Wine Spectator’s readers and the public have systematically been led to believe that the Awards of Excellence represented an expert stamp of approval for a restaurant with a wine program that has been judged “excellent” by the magazine’s wine authorities, rather than an advertising scheme. You can decide for yourself, based on the evidence set forth here and in my previous post, which it is.

16 Comments

  1. May I add to your very interesting post that went to a ‘famous’ US restaurants a few years ago that had received and continues to receive the ‘WS Restaurant Wine Award’ but didn’t actually have any of the ‘great’ wines in stock.

    It went like this: “Sir, we are out of this and this one. Oh, I’m so sorry, we are out of this one too. Sir, let me see, if we have this one in stock. Sorry, may I suggest another wine.”

    Only 2 (!) wines from the entire first page of their ‘famous’ wine list were available.

    My reponse was: “I’m terribly sorry, but I’m out out of here too.”

    I paid for my mineral water and left. I can’t comment on their food as I have yet to return.

  2. h chou

    May I add that your book is also false advertising. Instead of truly comparing expensive wines to inexpensive wines, you basically rate a bunch of relatively inexpensive wines. I don’t understand how that is different from what wine spectator did.

  3. lintrepido

    The Wine Trials is a guide to inexpensive wines. That is why it rates inexpensive wines.

  4. h chou

    I read the book. First of all, it uses statistical tricks to get their p value to an acceptable level. Notice how they kept saying that there was a difference between the most expensive and least expensive wines, but that it was in the middle range prices that one can see the most difference. This is playing with the statistics in order to get a result that they like.

    Also, Goldstein never gave the full results of his study in his book. He did not tell us which expensive wine the cheap ones were rated against. That is pretty useless then if he picked the worst tasting expensive wine (there is such a thing) just to show that some cheaper wines can beat ONE expensive wine. When you write a book supposedly based on how corrupt everyone else is, you better include all the information. While Wine Spectator may be beholden to advertising dollars, Goldstein is also playing with the truth to make his own money.

  5. H CHOU:

    Goldstein also fails to mention that not every participant tasted the same wines.

    Ooops….

  6. i don’t like the taste of wine. i really love to be addict with it but i can’t. hehe

  7. Hi. graet article.
    Cheers, Peter

  8. anonymous

    dude. you’re my hero.

  9. Parantar ha detto,
    14 Ottobre 2008 a 1:20 am

    i don’t like the taste of wine. i really love to be addict with it but i can’t. hehe

    YOU MUST LOVE WINE. THERE IS NO OTHER WAY 🙂

  10. Interesting information which I can use for my current research on phone history. Adam

  11. Keep doing what you’re doing!

  12. geoff daum

    Yep – I would agree with that.. Thanks for the line.

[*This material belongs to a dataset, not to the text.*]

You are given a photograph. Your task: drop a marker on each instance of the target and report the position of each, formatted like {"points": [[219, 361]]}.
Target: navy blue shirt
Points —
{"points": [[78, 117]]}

  13. I must have somehow missed it! Guess I should do some other research before coming to a conclusion.

  14. Thanks a lot man

  15. I get your point, if they cannot do things the correct way then why bother. It just makes the entire process senseless.

  16. Anthony Taylor

    Robin
    just discovering “The Wine Trials” (2008 edition). Very interesting.
    Page 17 you discuss the blind tasting issue. Parker comes here to Gigondas every year (end August) for his annual tasting and has been doing so for as far back as I can remember. Up until a few years ago (3 I think) he would always taste blind, i.e. the bottles all had elastic “socks” covering them. He now tastes all the wines non-blind. This really shocks me. Despite 35 years of immersion in wine I totally agree with your conclusion that it is IMPOSSIBLE to judge the quality of a wine 100% objectively if you know beforehand what the wine is.
    For Parker, who claims to respect the highest moral standards of impartiality, I was really shocked to witness his abandoning one the most elementary rules of impartiality : not knowing a wine’s identity before tasting.